Akhirnya saya bisa seperti orang-orang dalam kesaksian itu. Tapi bukan karena saya menemukan Tuhan, tapi Tuhanlah yang menemukan saya.
Sekarang..saya masih hidup dalam kolam lumpur..begitu banyak kesulitan yang saya hadapi, begitu banyak masalah yang belum terselesaikan. Tapi setidaknya sekarang saya tidak sendiri di kolam itu.

Terus terang, sampai saat saya menulis tulisan ini, tidak ada satupun permohonan saya yang pernah dikabulkan olehNya. Tapi yang tidak pernah saya mohonkan justru terus diberi. Saya masih diberi nyawa untuk melihat senyum anak saya. Saya masih diberi tangan untuk memeluk istri saya. Dan yang pasti saya masih diberi suara untuk memuliakan namaNya yang Kudus.

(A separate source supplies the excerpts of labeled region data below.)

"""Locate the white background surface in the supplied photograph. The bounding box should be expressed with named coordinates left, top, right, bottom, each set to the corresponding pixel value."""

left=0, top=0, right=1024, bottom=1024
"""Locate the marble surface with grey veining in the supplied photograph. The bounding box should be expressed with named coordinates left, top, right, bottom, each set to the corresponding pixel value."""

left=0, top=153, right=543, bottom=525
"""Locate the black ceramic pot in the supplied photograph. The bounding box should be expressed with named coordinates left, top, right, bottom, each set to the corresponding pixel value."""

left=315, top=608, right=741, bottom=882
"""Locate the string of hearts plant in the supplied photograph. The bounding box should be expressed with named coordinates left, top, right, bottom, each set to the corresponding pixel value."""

Saya akan berbohong jika mengatakan saya sudah bahagia, belum..terkadang saya masih mengeluh.saya masih ngambek sama Tuhan..tapi saya tidak lagi lari.
Dulu hidup saya penuh kesulitan..kini hidup saya penuh tantangan.
Dulu hidup saya serba kekurangan..kini hidup saya serba berkecukupan.

Hatiku Gembira Tuhan, Engkau Datang Padaku.
Ah…saya masih saja menangis jika menyanyikan lagu ini..tapi kini yang mengalir adalah air mata kebahagiaan karena Ia telah menemukan aku.

Dedicated to:
My wife, my son, and all ekaristi.org members that cannot be name one by one.